Travelers who visit Turkey on national holidays, including Islamic religious holidays, have a special opportunity to see the country as most visitors do not.
You should not avoid holidays. Rather, look upon them as an opportunity for special travel experiences.
Does Turkey close up tight for holidays? Not at all. You’ll have plenty to see and do, but good planning will be rewarded.
Banks, government offices and many large businesses close completely for national holidays, as do many shops, but most museums, archeological sites, national parks, etc. are open, and busier than normal.
As for religious holidays, it’s a bit more complicated. Islamic holidays follow the traditional Islamic Hijri lunar calendar, and are therefore celebrated about 11 days earlier in one year than they were in the last.
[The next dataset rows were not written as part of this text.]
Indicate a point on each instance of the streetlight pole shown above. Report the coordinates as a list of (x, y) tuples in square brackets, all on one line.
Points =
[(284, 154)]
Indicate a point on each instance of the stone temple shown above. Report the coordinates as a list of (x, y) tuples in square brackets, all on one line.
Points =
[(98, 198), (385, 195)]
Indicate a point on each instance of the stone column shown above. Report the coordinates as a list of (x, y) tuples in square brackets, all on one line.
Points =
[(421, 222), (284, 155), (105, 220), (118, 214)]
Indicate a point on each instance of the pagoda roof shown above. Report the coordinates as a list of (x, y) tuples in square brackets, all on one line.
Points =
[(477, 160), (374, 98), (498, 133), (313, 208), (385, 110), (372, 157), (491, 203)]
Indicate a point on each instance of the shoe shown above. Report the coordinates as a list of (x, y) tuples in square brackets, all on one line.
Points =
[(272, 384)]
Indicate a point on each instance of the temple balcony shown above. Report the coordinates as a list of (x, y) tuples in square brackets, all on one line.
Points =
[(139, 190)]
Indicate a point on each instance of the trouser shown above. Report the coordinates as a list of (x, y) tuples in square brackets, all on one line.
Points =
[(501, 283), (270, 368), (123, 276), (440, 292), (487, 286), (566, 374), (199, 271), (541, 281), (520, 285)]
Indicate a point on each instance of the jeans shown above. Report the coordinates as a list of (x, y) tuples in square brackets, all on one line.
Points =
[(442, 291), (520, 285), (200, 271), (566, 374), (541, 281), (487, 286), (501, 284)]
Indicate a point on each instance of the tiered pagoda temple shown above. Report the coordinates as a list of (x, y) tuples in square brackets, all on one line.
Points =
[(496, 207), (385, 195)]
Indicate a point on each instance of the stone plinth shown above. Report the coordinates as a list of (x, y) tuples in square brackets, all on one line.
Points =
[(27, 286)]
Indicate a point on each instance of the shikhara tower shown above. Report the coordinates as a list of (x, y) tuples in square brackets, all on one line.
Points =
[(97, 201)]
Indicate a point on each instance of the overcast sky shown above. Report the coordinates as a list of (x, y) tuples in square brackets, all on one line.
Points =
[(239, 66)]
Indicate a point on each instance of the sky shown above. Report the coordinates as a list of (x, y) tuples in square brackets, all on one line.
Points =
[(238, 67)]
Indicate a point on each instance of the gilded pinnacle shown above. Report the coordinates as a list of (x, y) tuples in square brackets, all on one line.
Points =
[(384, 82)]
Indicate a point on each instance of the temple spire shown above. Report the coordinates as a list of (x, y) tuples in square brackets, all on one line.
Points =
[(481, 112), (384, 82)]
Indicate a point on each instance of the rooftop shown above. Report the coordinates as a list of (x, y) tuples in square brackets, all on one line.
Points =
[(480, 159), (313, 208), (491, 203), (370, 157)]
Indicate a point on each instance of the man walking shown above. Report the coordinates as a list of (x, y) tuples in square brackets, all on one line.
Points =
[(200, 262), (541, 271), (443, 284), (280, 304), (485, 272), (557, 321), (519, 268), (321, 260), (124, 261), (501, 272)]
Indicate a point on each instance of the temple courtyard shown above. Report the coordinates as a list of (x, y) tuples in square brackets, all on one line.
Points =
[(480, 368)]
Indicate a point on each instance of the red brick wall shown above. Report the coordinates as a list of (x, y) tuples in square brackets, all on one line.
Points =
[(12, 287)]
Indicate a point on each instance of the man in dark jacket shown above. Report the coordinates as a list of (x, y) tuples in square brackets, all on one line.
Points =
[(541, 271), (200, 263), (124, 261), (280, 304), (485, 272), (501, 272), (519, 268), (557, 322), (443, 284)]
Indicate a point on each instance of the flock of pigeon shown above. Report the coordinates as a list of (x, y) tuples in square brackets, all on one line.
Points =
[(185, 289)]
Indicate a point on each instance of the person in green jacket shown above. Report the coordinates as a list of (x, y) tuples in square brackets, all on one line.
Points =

They may begin and end on any day of the week.
On the first day of a multi-day religious holiday such as Ramazan Bayramı or Kurban Bayramı, just about everything will be closed, but some museums, restaurants, etc. may only close for the morning, and will open in the afternoon. Public transport will run on a special schedule, perhaps a Sunday schedule, or one unique to that holiday.
On subsequent days, most museums, galleries, historic sites, etc. may open, depending upon the particular institution, but they will adhere to their normal weekly closing dates. So if the first day of a holiday is Monday, Topkapı Palace Museum may be closed in the morning, then open Monday afternoon, but closed on Tuesdaybecause it is always closed on Tuesday, holiday or no holiday.
Istanbul’s biggest tourist markets, the Grand Bazaar and Egyptian (Spice) Bazaar tend to close on the first day of the multi-day holiday, but to be open after that.